The first type of data is basically what comes directly from the instruments utilised in the experimental assays or the computational calculations. Ideally this follows the design of a pre-registration, in which the design of the experiment is published before the experiment is performed (see e.g. the Center of Open Science Pre-registration Challenge: cos.io/prereg/). The second type is data derived from the raw data, and aimed at making comparisons between experimental conditions, drawing conclusions, and other kinds of use and reuse of the data. This data may be stored as spreadsheets, but also in many other formats.

The third and fourth types of data are more about presentation of the data: the third kind is the presentation in formal journal applications and, for example, presented in tables as PDFs, spreadsheets, or data files. The fourth kind is particularly interesting and important to our project: data must be interactively available to enable reuse. For example, our modelling tasks depend on data to be available in a FAIR way (see below).

The Open Science expectations around data basically apply to all four kinds of data. However, it is clear that different solutions are needed for the different kinds. This is one reason why writing a clear DMP is non-trivial. The use of electronic notebooks (for both experimental and computational workflows) will ensure that data of types 1 and 2 above will be collected in a harmonised, ontology-linked, and database-compatible manner from the outset, thereby integrating data management with data generation, rather than data management being an add-on activity after associated with, for example, publication requirements for datasets to be deposited in appropriate databases. Free and commercial tools for keeping an electronic notebook are both available.

Data Life Cycle
The Data Life Cycle includes the entire process through which data is generated, acquired, analysed, manipulated and made available through publications and/or data repositories along with the metadata produced during the entire process.
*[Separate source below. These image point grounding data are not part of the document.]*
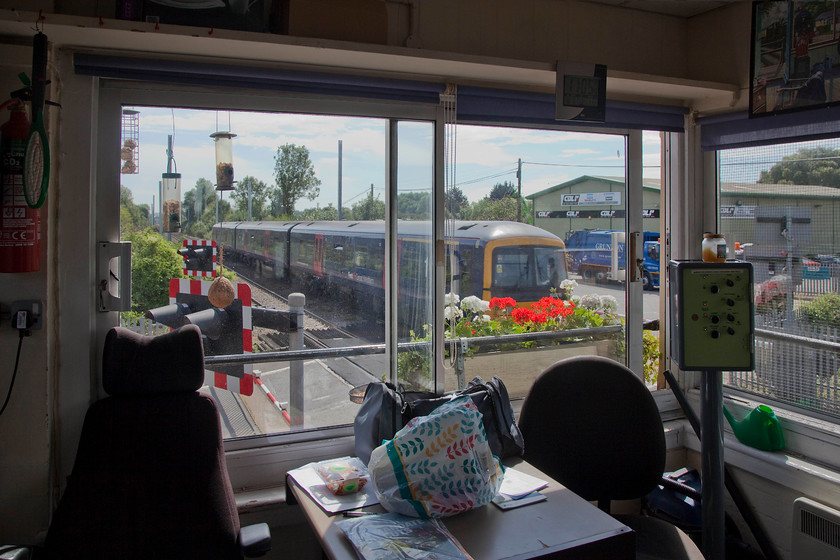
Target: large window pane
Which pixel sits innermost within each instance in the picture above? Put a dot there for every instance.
(519, 198)
(279, 231)
(779, 208)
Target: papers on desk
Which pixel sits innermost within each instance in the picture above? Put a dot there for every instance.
(519, 489)
(313, 484)
(391, 535)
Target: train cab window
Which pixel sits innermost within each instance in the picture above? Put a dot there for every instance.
(512, 268)
(551, 268)
(361, 257)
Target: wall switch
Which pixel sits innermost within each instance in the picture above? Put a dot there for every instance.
(31, 319)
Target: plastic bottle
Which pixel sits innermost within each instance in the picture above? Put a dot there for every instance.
(714, 247)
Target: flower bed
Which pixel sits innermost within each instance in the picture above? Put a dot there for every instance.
(473, 317)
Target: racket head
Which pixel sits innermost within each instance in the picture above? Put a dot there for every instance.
(36, 168)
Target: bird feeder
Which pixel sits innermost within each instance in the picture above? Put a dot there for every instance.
(130, 148)
(170, 194)
(224, 160)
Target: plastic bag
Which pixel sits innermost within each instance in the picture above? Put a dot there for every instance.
(437, 465)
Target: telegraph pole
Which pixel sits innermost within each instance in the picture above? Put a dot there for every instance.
(339, 180)
(519, 190)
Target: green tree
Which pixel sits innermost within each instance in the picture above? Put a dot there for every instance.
(455, 201)
(369, 208)
(132, 217)
(154, 261)
(195, 204)
(503, 190)
(259, 197)
(809, 166)
(488, 209)
(328, 213)
(294, 176)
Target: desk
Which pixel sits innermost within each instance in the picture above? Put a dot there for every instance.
(563, 526)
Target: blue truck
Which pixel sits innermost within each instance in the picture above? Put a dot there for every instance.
(598, 255)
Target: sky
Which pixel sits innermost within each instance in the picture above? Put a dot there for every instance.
(485, 155)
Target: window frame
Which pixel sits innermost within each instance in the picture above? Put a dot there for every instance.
(261, 460)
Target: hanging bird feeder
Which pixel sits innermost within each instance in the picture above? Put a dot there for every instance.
(224, 160)
(170, 194)
(130, 149)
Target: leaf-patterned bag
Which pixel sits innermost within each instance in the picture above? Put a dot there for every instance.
(437, 465)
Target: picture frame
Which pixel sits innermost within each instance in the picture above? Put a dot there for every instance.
(794, 56)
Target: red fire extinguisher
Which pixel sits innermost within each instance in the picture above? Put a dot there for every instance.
(20, 226)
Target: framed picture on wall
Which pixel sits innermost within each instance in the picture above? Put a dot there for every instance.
(795, 59)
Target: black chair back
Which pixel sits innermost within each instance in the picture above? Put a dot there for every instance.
(150, 479)
(591, 424)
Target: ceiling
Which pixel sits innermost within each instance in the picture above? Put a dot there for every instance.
(680, 8)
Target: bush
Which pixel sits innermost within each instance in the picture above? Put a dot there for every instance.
(823, 310)
(154, 261)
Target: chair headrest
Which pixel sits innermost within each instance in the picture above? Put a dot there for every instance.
(137, 364)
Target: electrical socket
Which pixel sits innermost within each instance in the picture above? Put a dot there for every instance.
(34, 309)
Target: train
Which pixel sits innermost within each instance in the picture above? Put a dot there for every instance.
(484, 258)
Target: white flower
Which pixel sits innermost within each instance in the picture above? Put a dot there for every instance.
(591, 301)
(568, 284)
(452, 313)
(474, 304)
(609, 304)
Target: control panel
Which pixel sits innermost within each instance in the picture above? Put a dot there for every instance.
(712, 318)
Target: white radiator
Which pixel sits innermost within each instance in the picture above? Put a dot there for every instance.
(816, 531)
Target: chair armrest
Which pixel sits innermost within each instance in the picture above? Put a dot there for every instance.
(13, 552)
(254, 540)
(678, 486)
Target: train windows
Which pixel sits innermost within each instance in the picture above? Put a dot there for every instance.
(551, 269)
(512, 268)
(361, 257)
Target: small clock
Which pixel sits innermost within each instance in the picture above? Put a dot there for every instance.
(581, 92)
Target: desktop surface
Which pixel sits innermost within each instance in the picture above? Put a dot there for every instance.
(563, 526)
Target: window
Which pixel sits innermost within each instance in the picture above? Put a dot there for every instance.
(364, 284)
(779, 210)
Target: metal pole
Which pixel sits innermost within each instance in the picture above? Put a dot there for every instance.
(711, 450)
(519, 190)
(339, 180)
(297, 302)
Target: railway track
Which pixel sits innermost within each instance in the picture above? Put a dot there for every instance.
(317, 328)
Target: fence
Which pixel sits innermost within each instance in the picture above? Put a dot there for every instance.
(819, 279)
(795, 362)
(143, 326)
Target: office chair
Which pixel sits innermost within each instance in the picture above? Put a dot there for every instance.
(150, 479)
(592, 425)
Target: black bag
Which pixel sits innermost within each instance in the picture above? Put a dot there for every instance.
(385, 410)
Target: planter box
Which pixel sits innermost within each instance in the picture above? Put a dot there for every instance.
(519, 368)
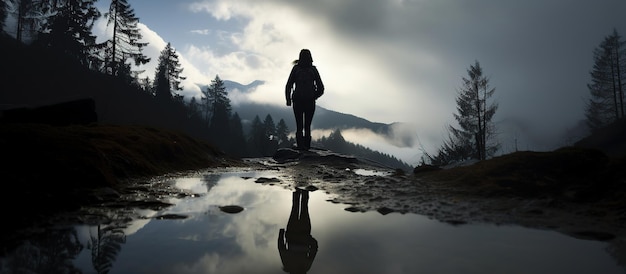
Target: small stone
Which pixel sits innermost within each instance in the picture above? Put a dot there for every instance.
(231, 208)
The fourth kind of data presented in the previous paragraph can also be seen as an overview of the life cycle of data. However, it should be noted that the availability of data does not constitute the start of the cycle: instead, the design of an experiment is a more appropriate start - see Appendix B for further details of the data life cycle as utilised in .

1.3.2 Formats of Data

The project aims to mainly use the following 3 data formats, which are broadly accepted by different subgroups of the nanoinformatics community. Each has advantages and disadvantages, which aims to overcome through suitable modifications, that will be documented in full detail within the subsequent deliverables and published metadata. In any case, the nature of the project makes it possible that more data formats will be implemented to facilitate the different needs of the e-infrastructure users, and will be added to subsequent versions of this document as the needs arise.

1. ISA (-tab or -json)

     a. The advantage of the use of the ISA type templates is the flexibility they demonstrate with respect to creation and design for any type of experiments and the addition / subtraction of columns to fit all experimental needs (methods, descriptors etc.).
     b. Disadvantages of the ISA- templates include the lack of description of the file formats for both data and metadata. They are also not necessarily linked with specific ontologies and thus the naming of the columns is not regulated and protocolled. At the same time, only the file names, and not the file types, are generally available. The latter disadvantage could be potentially overcome with the use of an interoperability layer within the data management infrastructure, which will describe the dataset using a specific ontology and taxonomy.
     c. The ISA-(TAB/JSON)-nano addon is currently not as developed [8], but is the started norm in the nano-field, although is rarely applied to the letter. ISA- (TAB/JSON)-nano is being promoted by the US National Cancer Institute and the eNanoMapper data portal.

2. NIKC

     a. The advantages of the NIKC template, which is an extension of the ISA-tab nano, are its dynamic nature and design flexibility, being able to facilitate all aspects of nanosafety research (e.g. nanomaterials characterization including transformations and ageing, exposure, environmental as well as human hazard and risk assessment, regulatory), while accepting the attachment of images. The currently developed NIKC/ ontology, which builds on the eNanoMapper ontology, also ensures harmonised data curation, the use of specific nomenclature and the ability to combine available datasets, test for experimental and data gaps and increase data quality. The NIKC instance approach is also a big step forward in conceptually representing nanomaterials data as it recognises the dynamic nature of nanomaterials and their interaction with their surroundings. NIKC considers the nanomaterial as single entity with its surrounding environment “demanding” the characterisation of both to be complete. It also offers the possibility to create a data tree that includes experimental workflows, from different aspects of nanosafety research that can link back to the same nanomaterial (when applicable) allowing data interoperability and translational research. Finally, another novelty of the NIKC templates is the use of both protocols and instrument settings / types as data points. This allows both the identification of data mismatches based on slight experimental deviations, as well as potential differences between descriptors being measured using different instruments [9].
     b. The disadvantages of the NIKC templates are that are complicated and time consuming to design and build. They also span at several different tabs that require the logging of a large amount of information. As a result, they need extended training from experienced curators that are also tasked to QC the produced templates. Some of the issues could be circumvented with the development and use of an automated system of template creation, based on a questionnaire system and having a predefined set of nanomaterials characterisation template. Additionally, as more and more study templates are developed, reuse will be possible with potentially minor tweaks.

3. ToxML
     a. The advantage of the ToxML data format is the robust design of the files, which also simplifies interoperability. The latter, in certain cases, can also be considered as a disadvantage.
     b. The drawbacks for the use of ToxML is the difficulty to implement changes, which have to proposed and then reviewed and accepted by the supervisory board making the process extremely time consuming. As a result, the consortium should make provisions for the implementation of non-standard entries and add the necessary tools to update the entries when the required standard covering them is made available.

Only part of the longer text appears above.